Aim at offering acceptable worship.

One of the most important questions Christians can ask is, “How shall we worship?” Scripture provides one right answer to this question. Consider Romans 12:1; Hebrews 12:28, 29; and 1 Peter 2:4, 5. The common thread in these verses is the word acceptable, underscoring God’s demand that we worship Him on His terms, not ours. Worship that God accepts is offered humbly in faith, proceeding from a heart and attitude rightly aligned with God.

View all elements of the service as worship.

Worship is greatly enhanced when all elements of the service are viewed as worship. For example, the tendency to think of the offering as something to get out of the way so we can get to the important elements of worship creates dichotomies in people’s minds that are unnecessary and, in some instances, unbiblical. However, the goal of giving is to inspire us to offer up our very lives. Likewise, if worship is conversation between God and His people, then Scripture reading (God’s Word to us) and prayer (our communion with God) are worship.

View worship as enhancing the glory of God.

It’s been said that the goal of worship is to make God beautiful. Since God’s glory speaks of the radiance and splendor that emanate from His very being, the frequent scriptural command to glorify God involves making God’s beauty known. Thus, we make God beautiful by putting His glory on display. We must continually raise the standard and quality of our worship to match the glory of the worship of heaven.

Handle music with care and wisdom.

Music ranks near the top of all elements of corporate worship. To put it succinctly, if the music isn’t done right, the service flops just like a cake that has no flour. Some songs don’t go together; some do not belong at a particular place in the service. Remember that just because someone loves to sing doesn’t qualify them to be a member of the worship team.

Prepare the heart.

This is instructional for the worship team as well as for the congregation. It is possible to miss worship while attempting to lead others in it, and it is also possible for congregants to arrive at church so frazzled that they miss the “God encounter.” That’s why deliberate preparation is tantamount. It will not totally prevent distraction and interruption, but it can help us better handle them.

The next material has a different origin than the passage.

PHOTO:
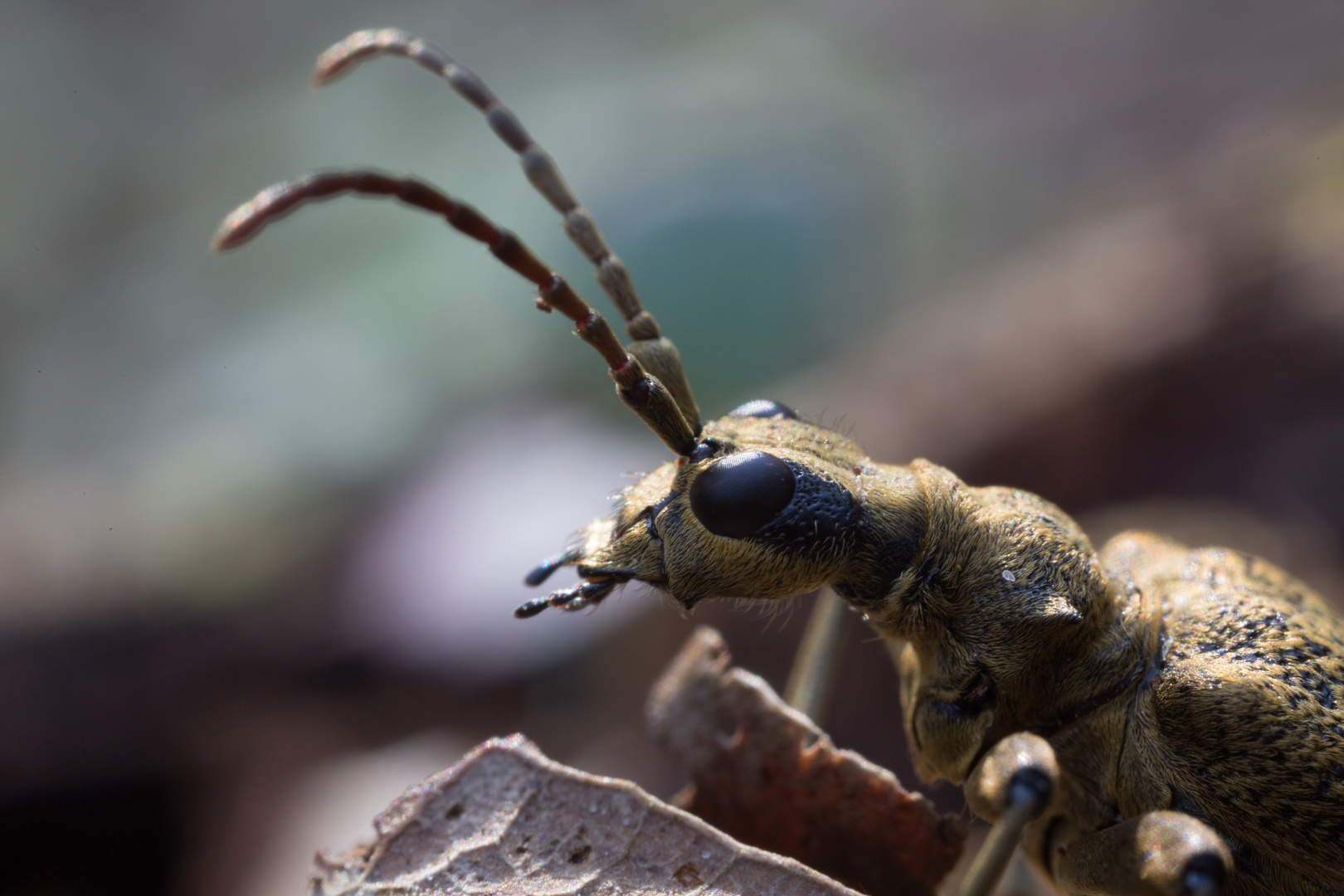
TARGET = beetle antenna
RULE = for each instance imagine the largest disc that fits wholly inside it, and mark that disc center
(643, 394)
(657, 353)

Regularly evaluate your worship.

It is suggested that worship teams meet for a few minutes immediately following each service while the experience is still fresh on everyone’s mind. A good bit of evaluation takes place spontaneously following the weekly worship service: in the church parking lot, on the drive home, or at the dinner table. Since evaluation happens anyway, let’s influence how it happens. Let’s make it deliberate, constructive, and done in a way that makes the greatest difference and yields the best results.

Making it work

Here are a few suggestions to assist worship teams in applying these principles. For best results, plan a gathering in which you discuss the following as a team:

  • Adjusting your church calendar to prioritize worship planning.
  • Identifying five questions that would be meaningful ongoing evaluation tools for your worship team.
  • Listing every element of your current worship service. How are you currently framing each of these elements as an act of worship? How can these acts of worship be made more intentional?
  • Gathering your song sets from the past four weeks of worship services. Are the opening songs focused on ascribing worth to God? How well are the themes of each song connected to one another?
  • Looking at each of the eight keys of designing dynamic worship services. List five action points to discuss with your worship team.

Important reminder

Like the frame of a house, worship services need walls, windows, doors, and those things that make it livable. You’ve been given a frame on which to build a house of praise and worship. It is now the task of each worship team to complete it, to fill in the details, to plan a dynamic worship service.